RealEyesRealizeRealLies's avatar

The truths are said to be “self evident”. The founding fathers didn’t “establish” them. They acknowledged them.

I would be very fearful of any government that believed it could grant rights to anyone.

It would have to take them away first, just to grant them back.

RealEyesRealizeRealLies's avatar

The rights are “endowed” at birth. Not granted.

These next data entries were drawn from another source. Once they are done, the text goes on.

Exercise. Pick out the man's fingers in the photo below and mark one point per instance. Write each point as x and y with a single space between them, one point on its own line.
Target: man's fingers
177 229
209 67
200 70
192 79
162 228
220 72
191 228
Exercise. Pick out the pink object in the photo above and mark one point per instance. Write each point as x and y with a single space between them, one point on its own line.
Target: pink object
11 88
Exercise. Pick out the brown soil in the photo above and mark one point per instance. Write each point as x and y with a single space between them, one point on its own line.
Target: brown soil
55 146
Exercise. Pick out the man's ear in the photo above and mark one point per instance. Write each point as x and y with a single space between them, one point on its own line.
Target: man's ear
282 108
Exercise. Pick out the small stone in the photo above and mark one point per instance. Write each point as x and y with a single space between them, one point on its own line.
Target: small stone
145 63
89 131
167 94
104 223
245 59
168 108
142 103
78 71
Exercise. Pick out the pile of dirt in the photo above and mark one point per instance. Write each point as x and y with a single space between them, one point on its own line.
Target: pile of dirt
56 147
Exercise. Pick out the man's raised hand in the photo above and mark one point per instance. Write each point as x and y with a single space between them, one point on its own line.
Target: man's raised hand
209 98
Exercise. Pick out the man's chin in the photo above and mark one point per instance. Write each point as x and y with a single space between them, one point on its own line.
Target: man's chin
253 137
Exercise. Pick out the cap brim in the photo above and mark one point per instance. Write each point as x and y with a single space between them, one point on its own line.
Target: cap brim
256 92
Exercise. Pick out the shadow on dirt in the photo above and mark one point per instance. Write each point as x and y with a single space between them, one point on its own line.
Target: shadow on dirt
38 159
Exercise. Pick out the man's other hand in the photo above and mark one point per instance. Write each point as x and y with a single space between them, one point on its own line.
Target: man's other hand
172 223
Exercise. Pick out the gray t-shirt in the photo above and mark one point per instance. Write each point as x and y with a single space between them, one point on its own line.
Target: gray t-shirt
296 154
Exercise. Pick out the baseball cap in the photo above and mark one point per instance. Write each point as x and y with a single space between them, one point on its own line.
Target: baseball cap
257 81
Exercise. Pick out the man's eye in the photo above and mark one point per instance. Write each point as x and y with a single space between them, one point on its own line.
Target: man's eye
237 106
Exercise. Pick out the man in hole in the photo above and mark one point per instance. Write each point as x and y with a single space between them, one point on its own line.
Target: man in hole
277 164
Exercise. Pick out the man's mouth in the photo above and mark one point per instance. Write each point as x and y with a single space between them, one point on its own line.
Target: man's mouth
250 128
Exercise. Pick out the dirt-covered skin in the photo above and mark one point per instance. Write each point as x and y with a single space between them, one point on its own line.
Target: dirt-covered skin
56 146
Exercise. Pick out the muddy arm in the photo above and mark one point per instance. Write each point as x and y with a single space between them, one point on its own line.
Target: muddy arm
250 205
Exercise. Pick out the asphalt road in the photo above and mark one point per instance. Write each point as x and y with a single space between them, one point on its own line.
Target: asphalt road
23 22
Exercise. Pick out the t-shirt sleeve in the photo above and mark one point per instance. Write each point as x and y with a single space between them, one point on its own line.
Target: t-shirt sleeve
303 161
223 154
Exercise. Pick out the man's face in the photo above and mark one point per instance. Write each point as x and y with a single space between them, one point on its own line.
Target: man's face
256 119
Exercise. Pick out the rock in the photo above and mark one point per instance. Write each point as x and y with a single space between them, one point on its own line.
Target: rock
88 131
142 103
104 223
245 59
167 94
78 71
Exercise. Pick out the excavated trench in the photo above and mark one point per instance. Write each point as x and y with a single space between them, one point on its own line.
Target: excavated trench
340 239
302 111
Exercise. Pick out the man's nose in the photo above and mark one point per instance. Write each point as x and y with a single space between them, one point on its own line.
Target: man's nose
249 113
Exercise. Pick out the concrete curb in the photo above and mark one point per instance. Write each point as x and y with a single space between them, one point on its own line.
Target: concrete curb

Imadethisupwithnoforethought's avatar

@RealEyesRealizeRealLies So, in your imagination, these rights do not need the force of law or government. I am relieved. We can delete them from our constitution.

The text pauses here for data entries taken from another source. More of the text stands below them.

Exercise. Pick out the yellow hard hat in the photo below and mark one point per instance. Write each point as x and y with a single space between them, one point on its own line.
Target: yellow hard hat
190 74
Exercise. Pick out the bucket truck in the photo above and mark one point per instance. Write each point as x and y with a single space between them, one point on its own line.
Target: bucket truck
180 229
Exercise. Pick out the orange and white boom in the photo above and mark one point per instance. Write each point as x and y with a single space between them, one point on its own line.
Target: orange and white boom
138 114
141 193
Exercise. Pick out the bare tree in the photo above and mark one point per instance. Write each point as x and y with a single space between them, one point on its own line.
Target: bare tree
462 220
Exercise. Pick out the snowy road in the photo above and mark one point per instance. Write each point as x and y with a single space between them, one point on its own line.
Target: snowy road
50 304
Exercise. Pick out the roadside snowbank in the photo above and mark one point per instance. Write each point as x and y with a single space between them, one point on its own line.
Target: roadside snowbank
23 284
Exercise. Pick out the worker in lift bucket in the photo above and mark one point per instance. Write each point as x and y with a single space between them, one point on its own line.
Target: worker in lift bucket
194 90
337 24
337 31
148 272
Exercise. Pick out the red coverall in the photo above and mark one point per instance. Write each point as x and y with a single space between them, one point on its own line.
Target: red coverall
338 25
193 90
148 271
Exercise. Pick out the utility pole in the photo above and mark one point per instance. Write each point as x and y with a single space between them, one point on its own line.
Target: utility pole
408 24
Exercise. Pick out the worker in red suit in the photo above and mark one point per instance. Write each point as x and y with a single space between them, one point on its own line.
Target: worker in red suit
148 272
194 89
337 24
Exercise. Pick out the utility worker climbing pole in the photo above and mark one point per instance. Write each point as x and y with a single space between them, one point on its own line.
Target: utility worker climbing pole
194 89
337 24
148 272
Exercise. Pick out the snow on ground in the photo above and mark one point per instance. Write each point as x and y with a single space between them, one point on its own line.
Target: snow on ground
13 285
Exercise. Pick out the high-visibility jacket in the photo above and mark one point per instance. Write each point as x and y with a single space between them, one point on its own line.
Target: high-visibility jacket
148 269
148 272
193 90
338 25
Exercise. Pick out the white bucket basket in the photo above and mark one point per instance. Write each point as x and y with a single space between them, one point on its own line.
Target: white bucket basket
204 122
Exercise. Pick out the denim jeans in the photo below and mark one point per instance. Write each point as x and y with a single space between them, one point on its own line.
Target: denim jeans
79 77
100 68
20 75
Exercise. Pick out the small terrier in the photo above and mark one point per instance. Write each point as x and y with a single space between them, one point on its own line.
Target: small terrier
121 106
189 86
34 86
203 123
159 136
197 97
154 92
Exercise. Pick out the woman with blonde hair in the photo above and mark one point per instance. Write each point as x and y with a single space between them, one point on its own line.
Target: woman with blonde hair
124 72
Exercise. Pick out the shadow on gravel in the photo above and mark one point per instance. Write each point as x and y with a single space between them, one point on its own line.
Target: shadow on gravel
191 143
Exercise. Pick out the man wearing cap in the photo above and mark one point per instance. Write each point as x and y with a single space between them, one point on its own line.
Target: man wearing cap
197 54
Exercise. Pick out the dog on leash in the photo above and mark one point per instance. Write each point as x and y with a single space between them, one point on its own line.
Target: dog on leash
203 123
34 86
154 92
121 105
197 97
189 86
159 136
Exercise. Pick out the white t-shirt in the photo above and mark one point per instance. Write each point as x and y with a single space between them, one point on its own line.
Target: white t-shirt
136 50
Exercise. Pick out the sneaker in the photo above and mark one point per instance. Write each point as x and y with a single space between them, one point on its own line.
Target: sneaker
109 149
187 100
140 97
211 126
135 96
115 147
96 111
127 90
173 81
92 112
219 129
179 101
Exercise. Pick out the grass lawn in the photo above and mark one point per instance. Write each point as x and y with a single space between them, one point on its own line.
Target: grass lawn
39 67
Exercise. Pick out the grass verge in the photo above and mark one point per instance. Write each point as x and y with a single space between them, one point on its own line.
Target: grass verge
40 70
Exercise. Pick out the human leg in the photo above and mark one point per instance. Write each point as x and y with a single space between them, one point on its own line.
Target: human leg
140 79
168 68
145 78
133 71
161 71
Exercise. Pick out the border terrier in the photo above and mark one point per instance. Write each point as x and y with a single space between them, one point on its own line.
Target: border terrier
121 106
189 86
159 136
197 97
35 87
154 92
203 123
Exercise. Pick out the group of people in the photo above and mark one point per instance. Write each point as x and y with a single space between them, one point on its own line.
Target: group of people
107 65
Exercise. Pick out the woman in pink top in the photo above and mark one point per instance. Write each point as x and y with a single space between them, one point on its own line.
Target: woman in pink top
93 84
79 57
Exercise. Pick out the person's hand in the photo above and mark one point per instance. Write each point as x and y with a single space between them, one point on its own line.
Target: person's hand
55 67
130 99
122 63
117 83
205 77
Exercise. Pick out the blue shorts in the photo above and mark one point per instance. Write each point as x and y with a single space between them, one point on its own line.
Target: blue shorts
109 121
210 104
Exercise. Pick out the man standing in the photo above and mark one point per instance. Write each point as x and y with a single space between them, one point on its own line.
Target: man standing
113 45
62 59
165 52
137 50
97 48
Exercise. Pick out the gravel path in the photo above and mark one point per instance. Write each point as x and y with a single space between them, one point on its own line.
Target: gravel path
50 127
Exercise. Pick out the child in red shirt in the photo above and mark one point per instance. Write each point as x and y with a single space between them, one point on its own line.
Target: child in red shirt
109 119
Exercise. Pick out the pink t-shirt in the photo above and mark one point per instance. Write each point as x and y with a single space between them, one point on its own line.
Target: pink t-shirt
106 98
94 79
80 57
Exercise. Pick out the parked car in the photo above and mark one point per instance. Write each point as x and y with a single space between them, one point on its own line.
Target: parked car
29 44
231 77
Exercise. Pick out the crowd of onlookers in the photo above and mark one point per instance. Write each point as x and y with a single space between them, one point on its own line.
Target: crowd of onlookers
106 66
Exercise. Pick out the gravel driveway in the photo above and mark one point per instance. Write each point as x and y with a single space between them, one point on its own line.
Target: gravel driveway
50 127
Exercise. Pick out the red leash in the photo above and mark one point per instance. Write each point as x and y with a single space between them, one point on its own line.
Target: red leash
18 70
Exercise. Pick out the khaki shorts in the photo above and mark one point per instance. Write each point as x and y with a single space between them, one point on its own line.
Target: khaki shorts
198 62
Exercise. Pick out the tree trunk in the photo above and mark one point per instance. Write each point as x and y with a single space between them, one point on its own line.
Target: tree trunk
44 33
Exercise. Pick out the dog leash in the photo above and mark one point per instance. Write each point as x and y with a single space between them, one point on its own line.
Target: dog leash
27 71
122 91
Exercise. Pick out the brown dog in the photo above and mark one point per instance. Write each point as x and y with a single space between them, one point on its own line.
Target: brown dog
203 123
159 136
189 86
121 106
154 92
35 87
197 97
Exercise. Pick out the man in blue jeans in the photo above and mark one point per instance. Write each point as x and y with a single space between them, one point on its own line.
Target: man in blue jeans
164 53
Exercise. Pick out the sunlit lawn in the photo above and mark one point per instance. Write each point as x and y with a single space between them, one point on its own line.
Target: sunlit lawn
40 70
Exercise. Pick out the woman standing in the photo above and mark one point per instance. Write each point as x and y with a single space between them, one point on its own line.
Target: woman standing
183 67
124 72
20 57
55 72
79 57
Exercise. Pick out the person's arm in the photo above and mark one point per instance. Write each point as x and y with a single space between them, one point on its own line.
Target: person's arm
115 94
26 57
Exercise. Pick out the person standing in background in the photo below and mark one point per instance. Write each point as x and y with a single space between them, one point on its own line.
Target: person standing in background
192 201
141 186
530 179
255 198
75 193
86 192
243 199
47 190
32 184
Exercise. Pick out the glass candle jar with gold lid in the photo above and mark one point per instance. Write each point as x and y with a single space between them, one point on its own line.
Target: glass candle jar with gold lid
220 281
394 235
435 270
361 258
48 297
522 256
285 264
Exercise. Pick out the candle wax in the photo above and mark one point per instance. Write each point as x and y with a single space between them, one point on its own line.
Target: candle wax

RealEyesRealizeRealLies's avatar

It’s what the Universal Declaration of Human Rights is based upon.

The force of law is to enforce “legal” rights.

The force of law is to ensure “natural” rights.

More here.

RealEyesRealizeRealLies's avatar

The rights are “inalienable”... unable to be taken away from or given away by the possessor.

Imadethisupwithnoforethought's avatar

@RealEyesRealizeRealLies So we can’t delete them, because of a document written 150 years later.

Please admit that Government grants rights @RealEyesRealizeRealLies. and they come from no other source. I am aware your whole world view is opposed to this, but your desperation to prove otherwise is getting sad.

RealEyesRealizeRealLies's avatar

How can I admit something when you haven’t given me one reason to consider doing so?

The Declaration of Independence is a “declaration”... not a law.

The Universal Declaration of Human Rights is a “declaration”... not a law.

Seriously, where am I looking desperate here? Just stating the facts mam.

Imadethisupwithnoforethought's avatar

@RealEyesRealizeRealLies Where do they exist prior to the document that demands the king recognize them?

I am not aware that serfs in 17th century had rights. Is the constitution just a repetition? Or is it something new?

RealEyesRealizeRealLies's avatar

Natural rights since the beginning of “nature”. Natural… nature. A really long time.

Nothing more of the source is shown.